On August 19, 2019, he has signed with VEF Rīga of the LEBL. In February 2020, Krajina signed with CSM U Oradea of the Romanian League.

On July 16, 2020, Krajina has signed with Cibona. In November, 2020, his contract with Cibona was terminated.

In February 2021, Krajina signed with Fribourg Olympic of the Swiss Basketball League.

On August 31, 2021, Krajina signed with Phoenix Brussels of the BNXT League. He averaged 10 points, 4.2 rebounds, and 1.5 assists per game. On December 7, 2021, Krajina signed with GTK Gliwice of the Polish Basketball League.

On September 22, 2022, Krajina signed with New Taipei CTBC DEA of the T1 League. On July 24, 2023, Krajina re-signed with the New Taipei CTBC DEA. On August 10, 2024, Krajina re-signed with the New Taipei CTBC DEA of the Taiwan Professional Basketball League (TPBL). On August 25, 2025, the contract was expired.

On September 27, 2025, Krajina signed with the KK Dubrava of the Premijer liga.

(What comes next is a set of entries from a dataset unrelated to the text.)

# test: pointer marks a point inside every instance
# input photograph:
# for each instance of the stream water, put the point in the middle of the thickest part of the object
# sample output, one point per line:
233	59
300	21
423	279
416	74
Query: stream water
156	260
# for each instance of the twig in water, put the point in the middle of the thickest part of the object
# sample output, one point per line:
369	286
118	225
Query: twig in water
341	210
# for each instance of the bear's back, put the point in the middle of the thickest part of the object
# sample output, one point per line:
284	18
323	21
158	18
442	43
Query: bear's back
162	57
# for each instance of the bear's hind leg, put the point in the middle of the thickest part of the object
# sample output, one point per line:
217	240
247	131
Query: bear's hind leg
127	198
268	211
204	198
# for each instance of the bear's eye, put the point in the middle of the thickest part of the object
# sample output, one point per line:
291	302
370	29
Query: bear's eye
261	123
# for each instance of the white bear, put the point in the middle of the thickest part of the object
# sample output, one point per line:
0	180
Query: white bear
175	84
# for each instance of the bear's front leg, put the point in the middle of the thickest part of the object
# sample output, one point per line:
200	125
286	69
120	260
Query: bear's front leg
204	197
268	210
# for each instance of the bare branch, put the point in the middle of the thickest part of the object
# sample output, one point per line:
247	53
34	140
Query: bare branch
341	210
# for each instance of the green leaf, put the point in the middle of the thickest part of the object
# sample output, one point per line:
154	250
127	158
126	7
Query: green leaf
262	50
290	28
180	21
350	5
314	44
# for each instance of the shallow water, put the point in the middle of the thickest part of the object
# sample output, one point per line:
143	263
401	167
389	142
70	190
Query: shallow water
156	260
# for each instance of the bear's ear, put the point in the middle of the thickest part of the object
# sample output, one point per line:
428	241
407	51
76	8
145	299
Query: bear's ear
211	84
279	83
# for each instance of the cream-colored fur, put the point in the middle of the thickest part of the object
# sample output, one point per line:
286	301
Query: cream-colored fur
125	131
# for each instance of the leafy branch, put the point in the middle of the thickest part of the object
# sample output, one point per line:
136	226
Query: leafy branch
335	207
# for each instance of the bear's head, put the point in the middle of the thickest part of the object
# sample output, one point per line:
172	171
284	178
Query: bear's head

On November 23, 2025, Krajina signed with the Kaohsiung Aquas of the Taiwan Professional Basketball League (TPBL).

On July 26, 2026, the Kaohsiung Aquas announced that Krajina left the team.

== Personal life ==
Krajina's younger brother Filip (born 1995) is also a professional basketball player.
Krajina has been in a relationship with American-Croatian tennis player Bernarda Pera since 2018.